From the foregoing revelations, there is in place a Credit Report system in Zambia to accurately capture and report credit information about borrowers, whether negative or positive. What also comes out is that there are consequences including blacklisting to every defaulting borrower although that is not the intention of the of putting in place a Credit Reporting system.

 

4.0      Disputed Entries and Rectification Procedure

 

Such errors could involve the borrower/applicant’s names, addresses or loan balances being inaccurate but at times there could even be a negative entry made when in fact the person has not defaulted. This section deals with the question as to how an affected individual can seek redress when they find themselves in such a situation.
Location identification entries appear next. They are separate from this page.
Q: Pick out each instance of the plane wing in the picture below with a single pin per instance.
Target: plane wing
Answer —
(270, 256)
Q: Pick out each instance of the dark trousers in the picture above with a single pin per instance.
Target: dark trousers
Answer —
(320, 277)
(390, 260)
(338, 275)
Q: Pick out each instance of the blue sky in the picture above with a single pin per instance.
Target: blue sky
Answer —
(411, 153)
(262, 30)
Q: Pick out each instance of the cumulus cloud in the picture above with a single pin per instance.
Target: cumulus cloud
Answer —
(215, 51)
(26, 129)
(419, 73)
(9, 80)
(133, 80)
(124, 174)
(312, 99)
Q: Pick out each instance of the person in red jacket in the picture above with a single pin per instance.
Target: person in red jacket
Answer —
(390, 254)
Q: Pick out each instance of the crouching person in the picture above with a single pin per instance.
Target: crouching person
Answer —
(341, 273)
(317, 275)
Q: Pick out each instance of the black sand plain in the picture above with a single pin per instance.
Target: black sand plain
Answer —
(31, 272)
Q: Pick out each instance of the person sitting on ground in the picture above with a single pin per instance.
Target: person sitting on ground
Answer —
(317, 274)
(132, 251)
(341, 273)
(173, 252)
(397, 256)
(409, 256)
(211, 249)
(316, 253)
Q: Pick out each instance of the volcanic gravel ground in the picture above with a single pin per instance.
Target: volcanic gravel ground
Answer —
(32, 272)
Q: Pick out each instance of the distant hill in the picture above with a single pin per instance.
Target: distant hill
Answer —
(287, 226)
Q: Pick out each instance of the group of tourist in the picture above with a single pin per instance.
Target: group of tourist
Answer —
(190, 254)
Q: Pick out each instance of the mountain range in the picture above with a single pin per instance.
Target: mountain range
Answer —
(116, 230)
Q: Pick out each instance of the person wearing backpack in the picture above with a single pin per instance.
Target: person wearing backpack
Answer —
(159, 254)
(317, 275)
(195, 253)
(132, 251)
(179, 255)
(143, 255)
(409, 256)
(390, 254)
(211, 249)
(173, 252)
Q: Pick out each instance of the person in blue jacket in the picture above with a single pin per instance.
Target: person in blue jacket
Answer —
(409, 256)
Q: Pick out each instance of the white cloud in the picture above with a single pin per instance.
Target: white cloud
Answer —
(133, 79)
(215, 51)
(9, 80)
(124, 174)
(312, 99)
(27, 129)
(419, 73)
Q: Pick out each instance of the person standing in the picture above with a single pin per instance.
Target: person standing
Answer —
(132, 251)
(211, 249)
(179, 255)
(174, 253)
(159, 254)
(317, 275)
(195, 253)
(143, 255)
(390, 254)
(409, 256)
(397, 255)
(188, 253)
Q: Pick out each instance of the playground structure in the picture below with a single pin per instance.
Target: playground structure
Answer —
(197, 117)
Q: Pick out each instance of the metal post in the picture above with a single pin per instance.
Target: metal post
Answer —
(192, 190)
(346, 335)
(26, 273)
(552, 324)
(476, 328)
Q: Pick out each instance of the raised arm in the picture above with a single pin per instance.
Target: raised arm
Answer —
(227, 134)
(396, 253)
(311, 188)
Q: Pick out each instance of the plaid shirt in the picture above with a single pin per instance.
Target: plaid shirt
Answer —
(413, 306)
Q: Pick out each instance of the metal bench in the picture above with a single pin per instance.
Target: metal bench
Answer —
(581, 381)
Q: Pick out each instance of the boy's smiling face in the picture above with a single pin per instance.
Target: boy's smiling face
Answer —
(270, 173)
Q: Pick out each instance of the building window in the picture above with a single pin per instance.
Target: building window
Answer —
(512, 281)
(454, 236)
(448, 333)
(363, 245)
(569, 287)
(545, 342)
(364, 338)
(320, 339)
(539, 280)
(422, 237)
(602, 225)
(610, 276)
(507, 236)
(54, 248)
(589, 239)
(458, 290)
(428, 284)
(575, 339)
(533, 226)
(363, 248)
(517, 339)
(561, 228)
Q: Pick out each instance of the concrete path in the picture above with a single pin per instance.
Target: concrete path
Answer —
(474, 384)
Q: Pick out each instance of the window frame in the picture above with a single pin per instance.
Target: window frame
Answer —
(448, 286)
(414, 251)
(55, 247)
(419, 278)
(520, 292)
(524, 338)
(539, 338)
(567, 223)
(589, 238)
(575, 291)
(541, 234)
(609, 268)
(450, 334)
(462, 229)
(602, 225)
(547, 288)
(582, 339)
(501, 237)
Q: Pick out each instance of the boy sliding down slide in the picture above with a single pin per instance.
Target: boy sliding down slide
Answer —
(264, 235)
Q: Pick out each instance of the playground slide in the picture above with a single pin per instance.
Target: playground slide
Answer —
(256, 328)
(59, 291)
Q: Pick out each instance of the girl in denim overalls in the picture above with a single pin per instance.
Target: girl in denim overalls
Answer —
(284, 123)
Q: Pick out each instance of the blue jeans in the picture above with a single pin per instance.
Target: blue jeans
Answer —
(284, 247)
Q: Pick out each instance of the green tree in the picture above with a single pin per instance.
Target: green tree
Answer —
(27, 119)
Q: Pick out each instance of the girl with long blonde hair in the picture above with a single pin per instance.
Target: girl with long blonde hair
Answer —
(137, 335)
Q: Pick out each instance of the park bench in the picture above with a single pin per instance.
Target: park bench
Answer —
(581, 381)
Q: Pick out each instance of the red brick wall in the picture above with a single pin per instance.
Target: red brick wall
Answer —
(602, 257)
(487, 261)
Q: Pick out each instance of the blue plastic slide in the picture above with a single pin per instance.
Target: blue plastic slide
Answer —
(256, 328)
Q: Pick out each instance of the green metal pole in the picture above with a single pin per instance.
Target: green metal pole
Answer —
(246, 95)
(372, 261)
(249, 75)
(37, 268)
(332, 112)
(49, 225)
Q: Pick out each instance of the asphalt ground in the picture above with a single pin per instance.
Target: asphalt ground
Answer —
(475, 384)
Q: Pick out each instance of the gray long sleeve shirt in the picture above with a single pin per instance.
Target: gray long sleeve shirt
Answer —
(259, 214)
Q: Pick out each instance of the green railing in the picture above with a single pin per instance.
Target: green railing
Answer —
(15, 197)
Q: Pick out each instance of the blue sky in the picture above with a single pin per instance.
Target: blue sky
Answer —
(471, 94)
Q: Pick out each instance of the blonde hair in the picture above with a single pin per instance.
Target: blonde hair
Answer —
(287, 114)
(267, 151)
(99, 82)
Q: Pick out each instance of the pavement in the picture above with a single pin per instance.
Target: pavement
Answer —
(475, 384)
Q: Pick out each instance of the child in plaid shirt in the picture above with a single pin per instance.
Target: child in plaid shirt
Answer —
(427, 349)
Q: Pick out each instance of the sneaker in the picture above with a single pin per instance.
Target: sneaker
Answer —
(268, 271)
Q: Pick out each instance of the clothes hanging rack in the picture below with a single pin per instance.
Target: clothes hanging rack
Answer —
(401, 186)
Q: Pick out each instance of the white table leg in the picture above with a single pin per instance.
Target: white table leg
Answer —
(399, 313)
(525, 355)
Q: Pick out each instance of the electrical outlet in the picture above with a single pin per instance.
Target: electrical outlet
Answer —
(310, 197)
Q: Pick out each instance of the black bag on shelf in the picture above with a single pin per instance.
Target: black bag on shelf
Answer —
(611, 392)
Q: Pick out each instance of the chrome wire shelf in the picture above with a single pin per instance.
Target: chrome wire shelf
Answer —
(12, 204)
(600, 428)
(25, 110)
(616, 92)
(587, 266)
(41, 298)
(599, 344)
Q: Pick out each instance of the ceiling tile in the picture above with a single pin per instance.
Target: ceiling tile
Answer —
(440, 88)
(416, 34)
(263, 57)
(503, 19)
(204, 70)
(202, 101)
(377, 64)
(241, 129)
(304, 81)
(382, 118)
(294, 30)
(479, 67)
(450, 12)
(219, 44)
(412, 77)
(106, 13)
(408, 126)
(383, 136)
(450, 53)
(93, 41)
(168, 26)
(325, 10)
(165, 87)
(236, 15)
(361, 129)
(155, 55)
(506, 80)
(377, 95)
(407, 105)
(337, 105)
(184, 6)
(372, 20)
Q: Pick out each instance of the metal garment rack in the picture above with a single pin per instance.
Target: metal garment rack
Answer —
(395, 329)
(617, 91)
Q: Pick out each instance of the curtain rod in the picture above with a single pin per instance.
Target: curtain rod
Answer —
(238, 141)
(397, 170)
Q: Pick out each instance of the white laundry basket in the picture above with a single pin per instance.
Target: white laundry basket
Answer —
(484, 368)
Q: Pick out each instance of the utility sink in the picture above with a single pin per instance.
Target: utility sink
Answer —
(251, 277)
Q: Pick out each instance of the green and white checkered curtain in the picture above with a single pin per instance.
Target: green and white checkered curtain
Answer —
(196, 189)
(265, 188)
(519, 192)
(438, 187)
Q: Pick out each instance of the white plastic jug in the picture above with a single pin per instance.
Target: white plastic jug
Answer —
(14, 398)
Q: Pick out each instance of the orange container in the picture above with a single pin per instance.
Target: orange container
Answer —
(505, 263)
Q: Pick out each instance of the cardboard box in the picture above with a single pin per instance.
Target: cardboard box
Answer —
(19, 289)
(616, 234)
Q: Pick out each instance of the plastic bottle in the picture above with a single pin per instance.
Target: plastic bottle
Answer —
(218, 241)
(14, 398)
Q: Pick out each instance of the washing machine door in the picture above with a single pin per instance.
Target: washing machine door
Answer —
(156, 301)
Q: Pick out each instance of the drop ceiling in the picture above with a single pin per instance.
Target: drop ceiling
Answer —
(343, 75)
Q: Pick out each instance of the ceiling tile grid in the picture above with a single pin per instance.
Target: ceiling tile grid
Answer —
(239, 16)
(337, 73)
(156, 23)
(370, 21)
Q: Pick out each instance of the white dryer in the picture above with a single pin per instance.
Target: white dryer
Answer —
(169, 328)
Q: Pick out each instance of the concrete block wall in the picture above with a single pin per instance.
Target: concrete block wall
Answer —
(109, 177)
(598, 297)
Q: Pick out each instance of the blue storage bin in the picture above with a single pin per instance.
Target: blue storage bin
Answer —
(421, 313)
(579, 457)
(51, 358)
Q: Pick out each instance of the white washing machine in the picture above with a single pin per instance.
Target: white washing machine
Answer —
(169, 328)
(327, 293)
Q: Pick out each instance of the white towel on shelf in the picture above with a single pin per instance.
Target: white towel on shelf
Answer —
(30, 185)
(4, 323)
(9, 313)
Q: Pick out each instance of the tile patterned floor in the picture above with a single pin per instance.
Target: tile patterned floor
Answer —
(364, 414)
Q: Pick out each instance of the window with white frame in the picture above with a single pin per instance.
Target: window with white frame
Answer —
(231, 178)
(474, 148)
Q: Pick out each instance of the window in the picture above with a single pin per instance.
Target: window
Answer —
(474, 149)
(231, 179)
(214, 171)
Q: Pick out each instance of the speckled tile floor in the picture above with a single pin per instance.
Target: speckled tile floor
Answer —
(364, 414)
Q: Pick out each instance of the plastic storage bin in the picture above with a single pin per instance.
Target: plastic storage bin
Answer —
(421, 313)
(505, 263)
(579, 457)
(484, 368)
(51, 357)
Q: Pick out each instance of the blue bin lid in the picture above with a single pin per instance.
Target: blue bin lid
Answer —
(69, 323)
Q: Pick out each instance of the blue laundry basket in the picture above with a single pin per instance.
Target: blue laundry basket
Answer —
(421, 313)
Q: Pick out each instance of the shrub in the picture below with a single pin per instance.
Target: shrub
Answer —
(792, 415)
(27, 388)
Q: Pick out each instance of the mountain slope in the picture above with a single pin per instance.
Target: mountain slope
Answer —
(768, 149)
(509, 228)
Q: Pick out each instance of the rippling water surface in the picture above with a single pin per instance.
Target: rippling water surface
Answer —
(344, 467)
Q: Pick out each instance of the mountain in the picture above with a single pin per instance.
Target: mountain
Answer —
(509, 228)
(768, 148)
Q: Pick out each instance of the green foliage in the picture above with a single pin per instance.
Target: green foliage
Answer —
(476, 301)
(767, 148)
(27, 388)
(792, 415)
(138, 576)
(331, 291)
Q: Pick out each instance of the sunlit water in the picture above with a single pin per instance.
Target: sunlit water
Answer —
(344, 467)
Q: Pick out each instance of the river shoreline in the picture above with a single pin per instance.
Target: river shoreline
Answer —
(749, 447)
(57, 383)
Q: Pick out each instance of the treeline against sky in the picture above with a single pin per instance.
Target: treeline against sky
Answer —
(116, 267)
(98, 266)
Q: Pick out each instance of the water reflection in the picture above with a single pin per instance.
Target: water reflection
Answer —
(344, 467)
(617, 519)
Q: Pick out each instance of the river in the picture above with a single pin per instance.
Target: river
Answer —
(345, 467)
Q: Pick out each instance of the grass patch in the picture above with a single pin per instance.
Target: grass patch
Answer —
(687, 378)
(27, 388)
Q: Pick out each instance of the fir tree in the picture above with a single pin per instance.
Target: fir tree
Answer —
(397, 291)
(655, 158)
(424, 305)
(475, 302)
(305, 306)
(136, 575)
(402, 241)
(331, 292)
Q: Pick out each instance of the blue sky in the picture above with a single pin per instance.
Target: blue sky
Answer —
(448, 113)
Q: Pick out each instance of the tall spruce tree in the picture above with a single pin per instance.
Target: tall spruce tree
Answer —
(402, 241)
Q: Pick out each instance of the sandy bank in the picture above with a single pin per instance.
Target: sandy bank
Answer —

It would appear that the legislature was well aware of the instances in which individuals or borrowers could be victims of wrong data entry and accordingly parts 7 and 8 of the Credit Reporting Act No. 8 of 2018 deals with the complaints related to wrongful data entries. In Particular, section 39. (1) of the Act, provides that:

“A data subject shall have the right to challenge a credit reporting agency, in writing, on the information contained in a credit report, where a data subject is of the opinion that the information is inaccurate, incomplete or outdated. (2) Where a credit reporting agency is notified of a challenge, in accordance with subsection (1), the credit reporting agency shall— (a) within five days of receiving the notice, send to a credit provider a notice accompanied by an endorsed copy of a credit report, specifying the challenged information; and (b) where the inaccuracy or incompleteness of the information is attributed to a credit reporting agency, conduct an investigation within fourteen days of receiving the notification.”

In the instances where a CRA fails to resolve the complaint under part 7 of the Act, the Bank of Zambia can come in under part 8 and where necessary issue enforcement notices requiring the CRA to take relevant corrective action.

6.0     Conclusion:  

 

There is in place a Credit Reporting system in Zambia where information about all borrowers is supposed to be reported and kept and also to be accessed by lenders in order to assess the credit behaviour of borrowers. By all means creditors ought to ensure they improve their credit behaviour in order to avoid negative entries to their name. As it has been found in the present article most lenders take negative entries on CRA reports as blacklisting and thereby decline to lend to such. This article has found that the purposes of the reports whether positive or negative is to merely help the lender have more information about the applicant and apply appropriate pricing and risk allocation. In this regard, a borrower with a negative entry can still access a loan but at a higher cost compared with the borrower with good credit record. The article recommends accordingly.

The present article has also highlighted the procedure for launching complaints on the part of the individuals who find that incorrect information has been entered with respect to their names. It has been established that a negatively affected individual has the right to challenge the information by launching a complaint with the relevant CRA and where the problems remains unresolved, the Bank of Zambia is empowered to intervene and issue enforcement notices and requiring the relevant CRA to remedy the situation by ensuring that the wrongful information is corrected. The issue that remains of inquiry and concern is the level of public awareness on their rights and the efficacy of this law currently.